Diskriminasi dan sentimen rasial di Amerika Serikat yang biasanya dialami orang-orang kulit hitam, hispanik, lalu bergeser kepada orang Asia, kini menyasar warga Rusia hingga tercipta sentimen anti Rusia (Russophobia). Kebencian itu kini tidak lagi mengarah kepada Vladimir Putin, tetapi warga sipil turut menjadi sasaran.

Sepanjang belasan hari berlangsungnya perang Ukraina ini memang terjadi proses kristalisasi image buruk Rusia di alam bawah sadar ratusan juta masyarakat negara-negara Barat, khususnya Eropa. 

Russophobia di Eropa sudah sampai pada titik yang tidak bisa kembali lagi karena sedemikian dalam mengendap di kalangan akar rumput. Akan sulit merestorasi dalam waktu yang singkat.

Dalam pusaran konflik Ukraina ini, andil peran Volodymyr Zelenskyy boleh dikatakan sukses besar. Dengan bakat alaminya di dunia showbiz, Zelenskyy sungguh menguasai panggung dan berhasil menyentil sisi emosional Eropa pada saat yang tepat.

Ambil contoh permintaan Ukraina untuk masuk komunitas Uni Eropa (EU) bakal mulus seperti di jalan tol bebas hambatan. Politisi-politisi papan atas Eropa tidak berani menentang secara terbuka permintaan tersebut lantaran opini publik telah menciptakan sosok Zelenskyy sebagai seorang pahlawan.

Pada saat yang sama, dengan bantuan raksasa-raksasa media Barat dan beragam platform produk negara Paman Sam juga terbukti sukses menyensor apa pun informasi yang berasal dari Rusia, semisal kanal Rusia RIA Novosti yang dilarang  Facebook.

Akibatnya masyarakat dunia tidak lagi bisa mendapatkan informasi secara seimbang, jauh lebih banyak gelontoran informasi dari perspektif media-media Barat. Informasi yang tidak sejalan tersensor. Dengan demikian, seantero dunia Barat dan kroni-kroninya telah berhasil mengisolasi Rusia dalam sekejap.

Dalam konflik ini, jika hanya menghadapi Zelenskyy seorang tentu sangat mudah bagi Kremlin melakukannya. Tetapi yang dihadapi Rusia sejak awal adalah Amerika dan NATO sehingga Moskow harus berhati-hati dalam melangkah. Termasuk apabila harus berperang untuk jangka waktu lebih lama lagi. Ukraina hanya sekadar proxy bagi Amerika Serikat dan sekutu-sekutunya untuk menggerogoti Rusia.

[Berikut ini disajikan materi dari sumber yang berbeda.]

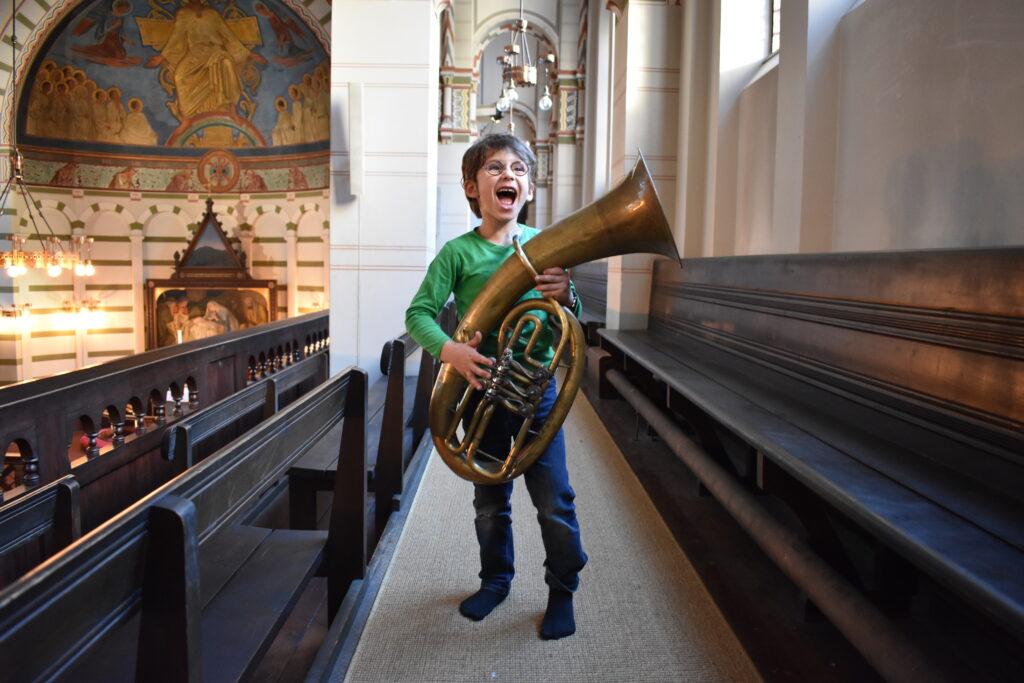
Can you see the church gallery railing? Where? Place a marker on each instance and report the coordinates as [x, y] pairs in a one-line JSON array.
[[103, 423]]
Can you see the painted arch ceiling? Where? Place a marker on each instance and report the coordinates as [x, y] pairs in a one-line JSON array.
[[178, 95]]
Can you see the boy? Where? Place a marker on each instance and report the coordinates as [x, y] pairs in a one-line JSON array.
[[498, 178]]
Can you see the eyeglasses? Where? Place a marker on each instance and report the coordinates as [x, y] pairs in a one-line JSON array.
[[497, 168]]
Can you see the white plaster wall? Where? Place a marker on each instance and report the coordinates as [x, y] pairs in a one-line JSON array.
[[756, 165], [384, 176], [930, 147]]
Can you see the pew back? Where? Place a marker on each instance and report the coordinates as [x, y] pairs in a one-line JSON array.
[[36, 525], [135, 578], [201, 433], [883, 389]]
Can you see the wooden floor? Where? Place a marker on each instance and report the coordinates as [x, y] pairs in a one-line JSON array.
[[783, 635]]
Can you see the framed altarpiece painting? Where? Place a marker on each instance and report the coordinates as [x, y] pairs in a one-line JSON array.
[[210, 293]]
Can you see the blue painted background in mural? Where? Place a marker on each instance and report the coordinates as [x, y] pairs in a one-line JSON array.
[[201, 74]]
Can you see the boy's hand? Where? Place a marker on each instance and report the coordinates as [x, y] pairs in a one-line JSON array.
[[466, 359], [554, 283]]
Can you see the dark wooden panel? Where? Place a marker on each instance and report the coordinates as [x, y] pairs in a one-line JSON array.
[[591, 281]]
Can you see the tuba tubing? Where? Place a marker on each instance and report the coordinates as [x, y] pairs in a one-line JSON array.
[[628, 219]]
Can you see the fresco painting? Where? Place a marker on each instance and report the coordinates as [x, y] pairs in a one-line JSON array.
[[148, 81]]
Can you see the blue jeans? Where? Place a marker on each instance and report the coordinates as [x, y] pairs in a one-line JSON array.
[[548, 482]]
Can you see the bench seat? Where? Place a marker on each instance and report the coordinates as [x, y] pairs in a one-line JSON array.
[[966, 532], [240, 617]]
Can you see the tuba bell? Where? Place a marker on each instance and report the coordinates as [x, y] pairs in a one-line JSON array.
[[628, 219]]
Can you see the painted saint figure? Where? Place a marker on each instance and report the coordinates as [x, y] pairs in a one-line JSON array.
[[108, 26], [206, 59]]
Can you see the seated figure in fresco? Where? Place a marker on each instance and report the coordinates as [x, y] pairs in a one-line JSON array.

Dari sini jelas terlihat bagaimana karakter negara-negara Barat secara umum pada era modern, yakni takut melakukan sesuatu secara sendirian. Tetapi jika sudah ada satu negara yang berani memulai melempar batu, maka semua akan ikut keroyokan melempar batu yang bahkan negara terkecil pun takut tidak kebagian mengambil jatah lemparan batu.

Semua kegilaan Barat ini semata terjadi hanya berbasis ketakutan saja, takut akan pergeseran geopolitik dan khawatir hilangnya zona nyaman keamanan yang mereka nikmati selama ini.

Pada saatnya nanti, negara-negara Barat ini akan galau sendiri dengan sikapnya setelah urusan seni budaya, olahraga atau kehidupan warga yang jauh dari hiruk pikuk perpolitikan harus turut menanggung beban kebijakan politik suatu negara.